I wonder how many lifetimes Ardi has lived. He’s the 4.4 million-year-old pre-human fossil scientists have discovered. Finding Ardi is more proof that we’ve been around for at least four million years, and I’m sure in another four million years whom Ararat belongs to will be irrelevant.
But for now, there’s no reason not dream it as part of the small parcel of our Homeland. There’s no reason for Mt. Ararat not to be the central theme of my life. There is no reason not to use my culture as my raison d’etre.
So, I’ve started going out in public lately and been yelling, “Ararat is mine.”
The role of my life
I made a similar scene twenty years ago on October 19, 1989. My sister Maral had taken me to a Rolling Stones concert at the L.A. Coliseum. One hundred thousand people were screaming, smoking, drinking, dancing, so I stood up and yelled, “Karapagh is mine.” Sure enough, my plea didn’t fall on deaf ears, and Karapagh is ours.
I don’t know if I could manage securing Universal City as mine. If it happens, I would write and direct critically acclaimed and popular episodic dramas and feature films that would convey modern, more realistic themes like identity crisis and banality of consumerism.
I would, of course, live in the Penthouse of the Universal Hilton, where all Armenian organizations and all newlyweds could hold their banquets and celebrations at no charge.
I would make documentaries about Chihuahua-Terriers as pets in prisons for MSNBC, make cousin Lory Tatoulian the star of SNL, open a mom-and-pop bakkal (grocery store in Turkish) on City Walk, take Universal Tour tram for a spin, and tell all the Armenian stories that are fit for print on the NBC Nightly News (with Paul Chaderjian).

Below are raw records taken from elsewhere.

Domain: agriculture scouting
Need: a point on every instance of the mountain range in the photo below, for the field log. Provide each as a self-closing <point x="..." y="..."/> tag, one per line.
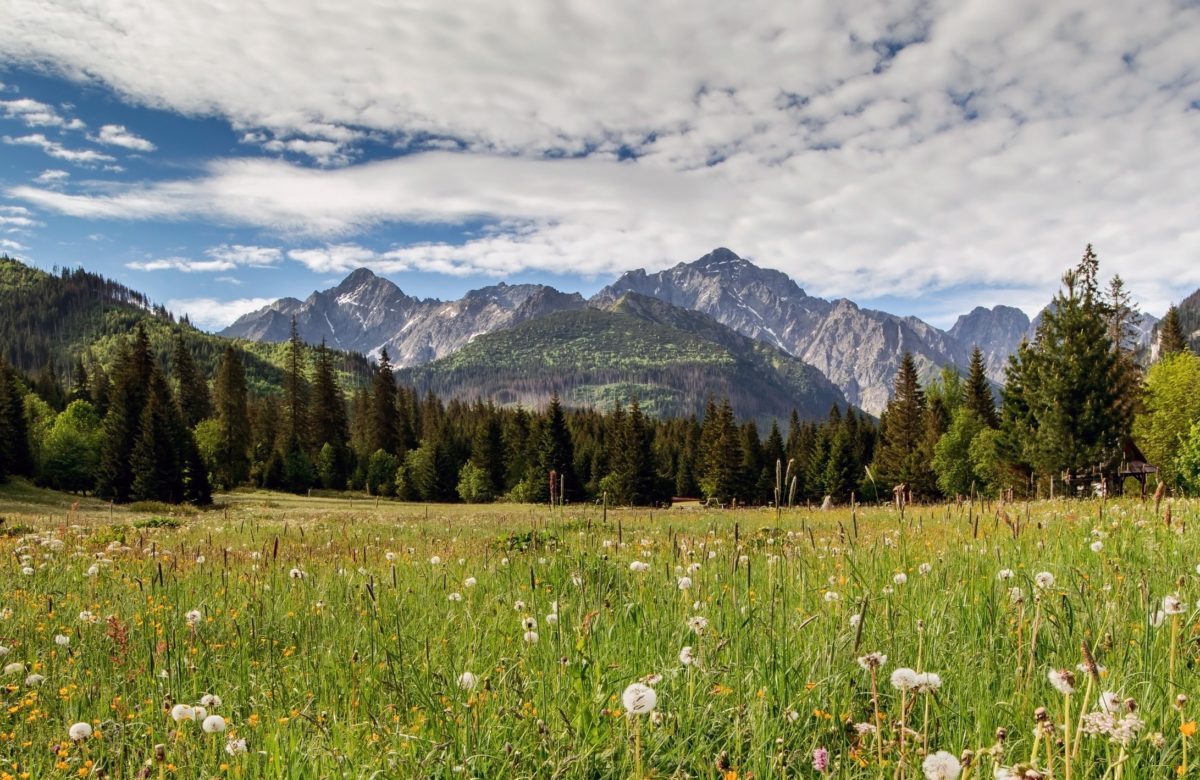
<point x="858" y="349"/>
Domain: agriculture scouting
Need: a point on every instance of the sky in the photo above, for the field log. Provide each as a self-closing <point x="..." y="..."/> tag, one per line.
<point x="912" y="155"/>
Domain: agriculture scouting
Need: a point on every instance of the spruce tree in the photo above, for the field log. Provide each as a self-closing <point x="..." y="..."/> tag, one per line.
<point x="328" y="419"/>
<point x="123" y="424"/>
<point x="233" y="418"/>
<point x="295" y="394"/>
<point x="192" y="388"/>
<point x="901" y="456"/>
<point x="1171" y="340"/>
<point x="155" y="457"/>
<point x="556" y="450"/>
<point x="383" y="408"/>
<point x="977" y="393"/>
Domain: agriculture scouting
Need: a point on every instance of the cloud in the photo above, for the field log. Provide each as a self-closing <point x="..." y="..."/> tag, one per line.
<point x="220" y="258"/>
<point x="52" y="177"/>
<point x="118" y="136"/>
<point x="215" y="315"/>
<point x="36" y="114"/>
<point x="54" y="149"/>
<point x="870" y="149"/>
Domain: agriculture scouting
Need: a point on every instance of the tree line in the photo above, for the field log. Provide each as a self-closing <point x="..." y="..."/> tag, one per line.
<point x="1074" y="400"/>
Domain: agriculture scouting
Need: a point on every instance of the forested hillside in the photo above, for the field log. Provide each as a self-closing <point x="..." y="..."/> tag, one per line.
<point x="671" y="359"/>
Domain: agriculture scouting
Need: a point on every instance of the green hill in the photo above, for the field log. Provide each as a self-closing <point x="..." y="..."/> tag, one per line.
<point x="53" y="319"/>
<point x="671" y="359"/>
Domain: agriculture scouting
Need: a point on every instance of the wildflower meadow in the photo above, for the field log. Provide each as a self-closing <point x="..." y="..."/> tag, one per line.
<point x="288" y="637"/>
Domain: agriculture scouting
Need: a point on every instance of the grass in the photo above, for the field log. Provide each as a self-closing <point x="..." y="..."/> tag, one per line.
<point x="336" y="643"/>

OK. So, I’m being delusional, but why should I censor myself just because the idea of me running NBC-Universal may seem ridiculous to a lot of people. But then again nothing happens unless it’s preceded by a thought or a dream. Wayne Dyer and Deepak Chopra taught me that.
Who would have ever thought Armenians would have an independent homeland or that we would liberate Artsakh? For hundreds of years, who would’ve ‘thunk ‘it?
Just as it was impossible to think of the break-up of the Soviet Union, what if Turkey would break-up one day and world powers would return our historic homeland and our people’s symbolic mountain to the Republic of Armenia.
And even if my magical thinking doesn’t get me anywhere, and all I managed to do in my lifetime is be an extra in movies and at weddings and banquets, at least my epitaph will read, “He was a GOOD extra and he dreamed big.”
At the end of the day, though, even if I don’t get my hands on Universal City to rule it as I please, I know that in a million years, media products and Universal City will be irrelevant. Multinational conglomerate will come and go, pop media will be replaced by some other products, even prosperous nations will fade away. Cultures that thrived will die, entire peoples will vanish, and languages will be lost.
What will remain in five million years or even in a thousand years are some of our fossils and Mt. Ararat. What will remain is not Universal City but the universal dynamics of humans trying to be human and humane.
What will remain are people caring for one another, strangers showing their empathy and sympathy, and the masses trying to make sense and live every second of each moment the best they know how, even if moonstruck.
And three apples fell from heaven: one for the storyteller, one for him who made him tell it, and one for you the reader.